Regulators’ perspectives on XAI
Most financial regulators do not mandate where and how banks can use black boxes, but some, such as Germany’s Federal Financial Supervisory Authority, have advised institutions to weigh the benefits of choosing a more complex model, and document why they decided against more interpretable options.17 In addition, financial watchdogs have recommended that banks run traditional models alongside sophisticated machine learning models, and assign analysts, or a “human in the loop,” to address major discrepancies that arise between the two.18
Engaging with regulators will be important for banks to continue developing advanced AI applications, since oversight groups are increasing their scrutiny of machine learning in every corner of the globe. Bank regulators in North America,19 for example, have solicited feedback on banks’ explainability practices, and the degree to which their limitations can impact model risk management. Recently, five US agencies formally requested information on how banks manage AI risks, including when a “lack of explainability” raises uncertainty about the soundness and reliability of their machine learning models.20 In addition, the watchdog for consumer protection in financial services expanded its policing of discriminatory practices to include the ways in which banks use models and algorithms to advertise and sell products and services.21 Meanwhile, some policymakers in the European Union22 and Asia23 have passed regulations that allow customers to request an explanation for any decision generated by AI and learn how their personal data was used to determine it.

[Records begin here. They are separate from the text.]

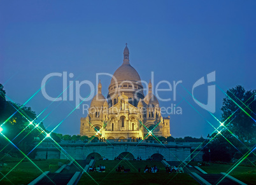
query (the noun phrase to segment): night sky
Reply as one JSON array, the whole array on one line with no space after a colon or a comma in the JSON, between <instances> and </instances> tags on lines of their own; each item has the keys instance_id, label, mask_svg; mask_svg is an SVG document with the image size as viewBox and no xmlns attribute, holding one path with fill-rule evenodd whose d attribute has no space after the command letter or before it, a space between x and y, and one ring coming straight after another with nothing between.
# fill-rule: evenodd
<instances>
[{"instance_id":1,"label":"night sky","mask_svg":"<svg viewBox=\"0 0 256 185\"><path fill-rule=\"evenodd\" d=\"M82 105L90 100L80 109L75 100L52 103L39 90L43 79L67 72L74 74L68 81L88 80L96 87L97 72L113 74L122 65L127 43L130 64L142 80L149 81L153 72L155 88L163 80L172 85L182 81L176 100L173 91L159 93L171 99L159 100L160 107L176 104L182 109L181 114L169 114L172 135L206 137L215 130L208 121L220 125L213 115L221 118L222 90L238 85L256 89L255 10L255 1L1 1L0 83L20 104L39 90L26 104L38 114L47 107L36 121L48 114L43 121L47 130L62 123L55 132L79 134L80 118L86 116ZM213 71L216 112L211 115L188 92ZM106 97L111 78L100 78ZM53 77L46 90L56 97L62 86L62 78ZM204 104L207 88L206 83L194 92ZM82 97L90 93L96 94L81 86Z\"/></svg>"}]
</instances>

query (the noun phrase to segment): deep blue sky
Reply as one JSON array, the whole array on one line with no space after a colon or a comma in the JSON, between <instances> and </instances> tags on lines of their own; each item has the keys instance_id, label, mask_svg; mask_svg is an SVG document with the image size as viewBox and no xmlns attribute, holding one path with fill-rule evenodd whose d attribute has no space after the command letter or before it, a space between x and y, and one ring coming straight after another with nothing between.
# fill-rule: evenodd
<instances>
[{"instance_id":1,"label":"deep blue sky","mask_svg":"<svg viewBox=\"0 0 256 185\"><path fill-rule=\"evenodd\" d=\"M122 64L125 43L130 63L141 79L154 72L161 80L182 80L191 92L194 83L216 71L216 84L224 91L237 85L256 89L256 3L252 1L1 1L0 3L0 83L12 100L24 103L40 88L50 72L73 72L71 79L91 81L96 72L113 74ZM110 78L103 78L108 93ZM161 87L164 88L163 85ZM62 92L60 78L46 86L52 96ZM90 91L81 88L85 97ZM224 94L217 87L217 111ZM219 123L180 86L176 101L182 115L171 116L175 137L206 137ZM207 86L195 92L206 103ZM173 97L162 92L162 97ZM39 92L27 104L39 114L51 102ZM90 102L85 102L89 104ZM75 108L74 101L52 104L38 119L52 130ZM167 116L167 115L164 115ZM78 134L82 110L76 109L56 130Z\"/></svg>"}]
</instances>

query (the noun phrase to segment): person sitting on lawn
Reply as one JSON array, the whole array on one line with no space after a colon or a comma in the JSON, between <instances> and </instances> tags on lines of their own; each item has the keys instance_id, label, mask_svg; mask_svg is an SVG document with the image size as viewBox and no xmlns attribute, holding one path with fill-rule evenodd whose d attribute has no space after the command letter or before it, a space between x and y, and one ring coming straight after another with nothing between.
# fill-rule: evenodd
<instances>
[{"instance_id":1,"label":"person sitting on lawn","mask_svg":"<svg viewBox=\"0 0 256 185\"><path fill-rule=\"evenodd\" d=\"M124 167L122 166L121 167L121 172L124 172Z\"/></svg>"},{"instance_id":2,"label":"person sitting on lawn","mask_svg":"<svg viewBox=\"0 0 256 185\"><path fill-rule=\"evenodd\" d=\"M117 167L117 172L121 172L121 165Z\"/></svg>"},{"instance_id":3,"label":"person sitting on lawn","mask_svg":"<svg viewBox=\"0 0 256 185\"><path fill-rule=\"evenodd\" d=\"M93 172L93 171L94 171L94 169L92 168L92 166L90 166L90 167L89 167L89 172Z\"/></svg>"},{"instance_id":4,"label":"person sitting on lawn","mask_svg":"<svg viewBox=\"0 0 256 185\"><path fill-rule=\"evenodd\" d=\"M100 169L101 169L101 168L99 168L99 165L98 165L98 166L97 167L97 168L96 168L96 172L99 172Z\"/></svg>"},{"instance_id":5,"label":"person sitting on lawn","mask_svg":"<svg viewBox=\"0 0 256 185\"><path fill-rule=\"evenodd\" d=\"M158 170L158 169L157 169L157 166L156 166L156 165L154 165L154 167L153 167L153 171L154 171L154 172L155 172L155 173L157 172L157 170Z\"/></svg>"},{"instance_id":6,"label":"person sitting on lawn","mask_svg":"<svg viewBox=\"0 0 256 185\"><path fill-rule=\"evenodd\" d=\"M155 173L155 170L154 170L153 167L151 167L151 172Z\"/></svg>"},{"instance_id":7,"label":"person sitting on lawn","mask_svg":"<svg viewBox=\"0 0 256 185\"><path fill-rule=\"evenodd\" d=\"M183 169L181 167L179 167L179 172L180 172L180 173L184 173Z\"/></svg>"},{"instance_id":8,"label":"person sitting on lawn","mask_svg":"<svg viewBox=\"0 0 256 185\"><path fill-rule=\"evenodd\" d=\"M169 173L170 172L170 167L169 167L169 165L167 165L166 167L166 173Z\"/></svg>"},{"instance_id":9,"label":"person sitting on lawn","mask_svg":"<svg viewBox=\"0 0 256 185\"><path fill-rule=\"evenodd\" d=\"M146 165L145 168L144 170L144 173L148 172L148 167Z\"/></svg>"},{"instance_id":10,"label":"person sitting on lawn","mask_svg":"<svg viewBox=\"0 0 256 185\"><path fill-rule=\"evenodd\" d=\"M101 171L104 172L105 172L105 166L101 166Z\"/></svg>"},{"instance_id":11,"label":"person sitting on lawn","mask_svg":"<svg viewBox=\"0 0 256 185\"><path fill-rule=\"evenodd\" d=\"M173 171L174 171L174 172L177 172L177 167L176 167L176 166L174 166L174 167L173 167Z\"/></svg>"}]
</instances>

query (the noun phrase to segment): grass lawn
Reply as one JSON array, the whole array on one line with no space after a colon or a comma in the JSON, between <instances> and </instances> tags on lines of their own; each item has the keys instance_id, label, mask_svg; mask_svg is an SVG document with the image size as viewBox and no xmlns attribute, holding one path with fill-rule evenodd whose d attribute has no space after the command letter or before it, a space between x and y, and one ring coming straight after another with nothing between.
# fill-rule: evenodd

Many regulators are taking a pragmatic approach, relaying that there is no “one size fits all” formula to assess these trade-offs. Instead, they suggest that banks should weigh the purpose of the model, the environment in which it will be deployed, and the goal of explainability. Some have indicated that it may be acceptable for banks to use opaque models to test theories, anticipate liquidity needs, or identify trading opportunities, so long as they use more interpretable models when acting on predictions.24
Other instances where explainability may not be a priority is in the application of optical character recognition (OCR) systems that extract information from scanned documents, or natural language processing technologies that wade through contracts and legal agreements.25 Similarly, banks may not need to seek a high degree of explainability for algorithms that yield accurate outcomes when identifying fraudulent transactions.26
A playbook for implementing XAI
Implementing XAI more broadly across the enterprise is a multifaceted and multistep process, requiring potential changes to data sources, model development, interface with various stakeholders, governance processes, and engagement with third-party vendors. However, this may be easier said than done, since there are no commonly accepted practices to delineate how much explainability is needed for different machine learning applications, and which techniques should be pursued in light of those considerations. Nevertheless, there are several goals that should be central to banks’ implementation of XAI:
- XAI should facilitate an understanding of which variables or feature interactions impacted model predictions, and the steps a model has taken to reach a decision.
- Explanations should provide information on a model’s strengths and weaknesses, as well as how it might behave in the future.27
- Users should be able to understand explanations—they should be intuitive and presented according to the simplicity, technical knowledge, and vocabulary of the target audience.28
- In addition to insights on model behavior, XAI processes should shed light on the ways in which outcomes will be used by an organization.29
Establishing XAI as a formal discipline can put banks on the fast track to achieving these objectives. This will likely mean introducing new policies and methods, from the premodeling stages to postdeployment monitoring and evaluation. It will also require every stakeholder who contributes to AI model development to act purposely and intentionally with each decision they make. For example, developers should apply explainability principles to their choice of training and input data for model prototypes. Instead of focusing solely on datasets that will maximize performance, they should also consider whether the input or training data may perpetuate hidden bias (e.g., historical lending data may favor certain demographics that had easier access to credit), whether the data contains customers’ personal information, and if it spans a long enough timeframe to capture rare or unusual events.
Model development teams should also conduct a preliminary assessment of model performance and interpretability, to get a sense of how accurate the model will be compared to simpler and more traditional analysis methods. This deliberation should begin in the premodeling stage, so designers can tailor machine learning architecture to the target explanation. In some cases, banks may want the model to be transparent to all users, and will prioritize an interpretable design (“glass box,” or “ante-hoc explainability”30). In others, they may build a complex model, and either apply XAI techniques to the trained model (post-hoc explainability) or create a surrogate model that emulates its behavior with easier-to-follow reasoning.
Either way, banks should assess which techniques and tools are most helpful in advancing explainability. There are several factors that should drive these decisions, leading with the target stakeholder: regulator, risk manager or auditor, business practitioner, or customer (figure 3). For example, underwriting officers can be served well by counterfactual explanations, which show the degree to which different aspects of a customer’s application should be tweaked to change the outcome (e.g., increase income by a certain amount to gain loan approval).31 Other bank employees may need “an explanation of an explanation,”32 or visualizations that map out patterns and flag anomalies in the data, such as groups of individuals that may be inappropriately segmented for marketing campaigns. There are also varying levels of explainability that should be taken into account (see sidebar, “Varying levels of explainability”).